The cost to repair a damaged concrete slab depends on several factors, including the repair technique that’s used.

Foam injection techniques allow for fast, nearly invisible repairs, with little disruption or mess.

A sunken or settled concrete slab should usually be repaired as soon as possible. In addition to posing a safety hazard, a concrete surface that’s uneven or damaged due to cracking will surely detract from a property’s appearance and real estate value.

Who do I call for slab repairs?

Although general contractors and handyman services often offer slab repairs, it’s better to go with a concrete repair specialist with experience in slab raising or slab jacking. Get a FREE Quote!

How much will slab repair cost?

It’s nearly impossible to estimate the final cost of a slab repair, mainly because each situation is unique. A smaller slab-raising repair (like a single section of sidewalk, for example) will usually be less expensive than a repair that covers a larger area or involves multiple slab sections.

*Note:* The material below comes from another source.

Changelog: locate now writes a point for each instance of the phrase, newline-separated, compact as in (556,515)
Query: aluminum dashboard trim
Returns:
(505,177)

Repairs that require patching or filling cracks and replacing missing sections of concrete are other factors that can add cost.

How long will it take before the concrete surface is usable again?

Some slab repair techniques take longer than others, and require additional time before the repaired concrete surface can be used again. For example, slab replacement, grout leveling and grout pumping (mud jacking) are three techniques that require fresh concrete or mortar to be used. Once the fresh concrete or leveling grout is placed, it can take days for the repaired area to harden and cure properly so that the slab can be put back into use. In contrast, the repair process can be completed in less than a day. A polyurethane foam slab repair enables you to use the restored concrete right away. Down time is minimized.

Is the repair permanent?

Why pay a lot of money for slab crack repair if you know the slab may sink or settle again in the future? Pouring more heavy concrete over soil that is susceptible to compression or settling might increase the chance of settling in the future. In contrast, polyurethane is lightweight and extremely stable. It imposes very little weight on the soil, so it won’t cause further slab sinking or settlement.